Another car, a Mustang, pulled up ahead of the Dodge. Two men came out. One was ordinary height, and he seemed familiar to Shayne. The other was very tall, with a mincing, pigeon-toed walk. The shorter man spoke to the driver of the Dodge, and he and his tall companion came toward Shayne’s building.
As soon as they committed themselves to enter, Shayne moved back to the top of the stairs.
A lighter flared in the downstairs hall and was carried toward the missing rear door.
“That’s what the bugger did,” a voice said. “Walked right out the back.”
Shayne leaned forward, peering into the darkness. It was Jerry Diamond’s voice.
The other man swore viciously and kicked at a broken board. “I’ll kill him when I catch him, and I promise I’ll catch him. He had it all planned, the street lamp, empty building. We should have twigged.”
The unsteady flame returned to where Shayne could see it.
“Never mind that,” Diamond said. “It’s the next step we’ve got to talk about.”

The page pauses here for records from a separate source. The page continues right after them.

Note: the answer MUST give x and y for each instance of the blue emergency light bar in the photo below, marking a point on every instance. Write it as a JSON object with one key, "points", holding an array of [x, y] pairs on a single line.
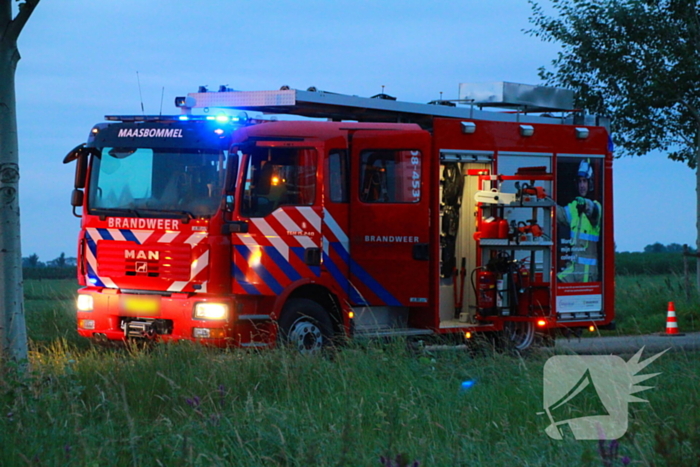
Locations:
{"points": [[221, 118]]}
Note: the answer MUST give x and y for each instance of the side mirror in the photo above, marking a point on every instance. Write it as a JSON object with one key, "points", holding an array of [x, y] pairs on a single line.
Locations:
{"points": [[79, 153], [76, 200], [234, 227]]}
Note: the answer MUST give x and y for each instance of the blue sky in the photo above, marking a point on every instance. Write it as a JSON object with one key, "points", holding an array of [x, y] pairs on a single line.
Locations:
{"points": [[80, 61]]}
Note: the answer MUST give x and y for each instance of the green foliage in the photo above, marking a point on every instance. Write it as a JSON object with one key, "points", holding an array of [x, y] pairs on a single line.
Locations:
{"points": [[636, 263], [67, 272], [641, 302], [185, 405], [633, 60]]}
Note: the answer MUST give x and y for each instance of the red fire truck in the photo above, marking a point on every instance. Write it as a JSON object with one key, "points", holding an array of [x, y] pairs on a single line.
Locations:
{"points": [[370, 217]]}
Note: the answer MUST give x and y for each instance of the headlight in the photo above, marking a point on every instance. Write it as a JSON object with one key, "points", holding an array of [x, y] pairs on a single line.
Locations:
{"points": [[211, 311], [84, 303]]}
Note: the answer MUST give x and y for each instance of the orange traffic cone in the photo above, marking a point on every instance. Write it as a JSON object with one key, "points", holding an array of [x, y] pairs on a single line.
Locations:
{"points": [[671, 322]]}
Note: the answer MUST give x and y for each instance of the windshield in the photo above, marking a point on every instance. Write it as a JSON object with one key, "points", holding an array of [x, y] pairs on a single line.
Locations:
{"points": [[145, 182]]}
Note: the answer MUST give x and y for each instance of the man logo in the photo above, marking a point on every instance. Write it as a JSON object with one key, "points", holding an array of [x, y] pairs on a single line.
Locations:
{"points": [[147, 255], [587, 395]]}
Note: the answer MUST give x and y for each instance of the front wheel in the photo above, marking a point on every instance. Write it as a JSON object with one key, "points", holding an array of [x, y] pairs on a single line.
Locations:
{"points": [[305, 326]]}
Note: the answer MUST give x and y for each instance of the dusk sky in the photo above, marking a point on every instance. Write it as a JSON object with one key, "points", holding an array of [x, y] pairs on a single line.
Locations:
{"points": [[80, 60]]}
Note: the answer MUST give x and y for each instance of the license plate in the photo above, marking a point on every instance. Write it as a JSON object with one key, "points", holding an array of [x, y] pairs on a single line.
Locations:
{"points": [[141, 306]]}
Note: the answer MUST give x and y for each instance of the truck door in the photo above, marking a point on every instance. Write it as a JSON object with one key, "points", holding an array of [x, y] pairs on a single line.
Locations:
{"points": [[390, 218], [279, 202]]}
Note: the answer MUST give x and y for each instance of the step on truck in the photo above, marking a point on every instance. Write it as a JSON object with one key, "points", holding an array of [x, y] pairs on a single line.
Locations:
{"points": [[346, 216]]}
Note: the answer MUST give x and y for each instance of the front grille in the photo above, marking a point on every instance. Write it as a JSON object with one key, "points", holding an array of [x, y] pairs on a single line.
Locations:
{"points": [[166, 261]]}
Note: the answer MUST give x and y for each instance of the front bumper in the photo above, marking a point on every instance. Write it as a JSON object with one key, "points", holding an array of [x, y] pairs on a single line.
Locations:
{"points": [[118, 316]]}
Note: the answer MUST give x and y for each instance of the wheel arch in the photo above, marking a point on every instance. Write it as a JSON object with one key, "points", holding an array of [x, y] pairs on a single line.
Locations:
{"points": [[324, 297]]}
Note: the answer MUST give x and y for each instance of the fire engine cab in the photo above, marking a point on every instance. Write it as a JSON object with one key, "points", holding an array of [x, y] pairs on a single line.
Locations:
{"points": [[371, 217]]}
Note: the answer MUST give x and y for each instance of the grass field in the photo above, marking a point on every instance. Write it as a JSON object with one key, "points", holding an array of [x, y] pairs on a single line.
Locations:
{"points": [[182, 405]]}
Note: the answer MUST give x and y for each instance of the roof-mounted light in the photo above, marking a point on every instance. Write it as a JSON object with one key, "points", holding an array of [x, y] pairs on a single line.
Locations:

“I wanted to crowd him over right away, you remember, as soon as I saw there was somebody with him. That wasn’t in the program. As soon as he went straight through the light instead of taking the left—But I was outvoted, remember. I want it on record.”
“It’s on record.”
“Now think, Jerry. You had one glimpse of the other guy. This Mike Shayne from the ship. Was there anything about the silhouette so we could rule him in or out.”
“I told you, it was as dark as the inside of a pocket. Little was in the way.”